Ketua Umum Federasi Serikat Pekerja BUMN Strategis Ahmad Daryoko menyatakan turunnya lifting akibat adanya penggelapan data sumur minyak yang ada. Dan nilainya itu sekitar Rp 720 milyar per hari.
“Menurunnya lifting, bukan karena sumur minyak menipis seperti yang diklaim Purnomo Yusgiantoro atau pun karena birokrasinya terlalu panjang seperti yang dipermasalahkan Kurtubi, tetapi karena adanya pencatatan yang tidak apa adanya,” ungkapnya dalam konfrensi pers tolak kenaikan harga BBM dan tolak liberalisasi sektor migas Kamis (15/3) siang di Kantor DPP Hizbut Tahrir Indonesia, Crown Palace Jl Soepomo, Tebet, Jakarta.

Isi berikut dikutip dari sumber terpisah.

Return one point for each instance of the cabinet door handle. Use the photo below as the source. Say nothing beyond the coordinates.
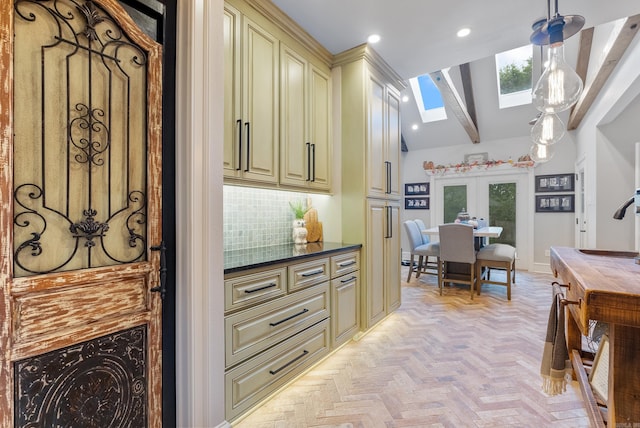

Salah satu buktinya, lanjut dia, kasus penggelapan sumur minyak yang dikelola Petrokimia di Provinsi Jambi. Jumlah sumur minyak Petrokimia di Provinsi Jambi berdasarkan catatan BP Migas berjumlah 30 sumur. Kemudian Pemda Jambi melakukan investigasi sendiri ternyata ada 91 sumur. Berarti ada 61 satu sumur yang tidak tercatat.
Daryoko pun menyakan temuan Pemda Jambi ini bisa dijadikan langkah awal untuk menemukan jawaban mengapa sejak berlakunya UU 22 tahun 2001 itu lifting minyak, jatuh ke kisaran 800-900 ribu barel perhari padahal sebelumnya sekitar 1.6 juta barel perhari.
“Itu baru satu kontraktor bagaimana dengan kontraktor lainnya seperti Chevron, Total, Petronas dan lainnya? tidak menutup kemungkinan kontraktor lainnya juga berbuat demikian. Dan itu kejadian di Jambi dan tidak menutup kemungkinan di daerah lainnya pun terjadi modus serupa,” prediksinya.
Berdasarkan UU yang meliberalisasikan sektor minyak dan gas tersebut, Pertamina di sejajarkan dengan kontraktor migas swasta dan asing. Karena sejajar, Pertamina tentu saja tidak memiliki kewenangan untuk mengawasi sumur yang dikelola para kontraktor itu. Maka dibentuklah BP Migas untuk melakukan pengawasan.
“Tetapi BP Migas itu pada faktanya hanya mencatat laporan dari kontraktor, tidak mengawasi! Berbeda dengan Pertamina yang memiliki inspektor pada setiap sumur minyak,” ungkapnya.
Maka, sangat dimungkinkan, fakta sebenarnya produksi minyak itu tidak menurun, tetapi yang dilaporkan ke BP Migas sebagiannya saja. Jadi bila produksinya tetap 1,6 juta barel maka ada sekitar 800 juta barel digelapkan.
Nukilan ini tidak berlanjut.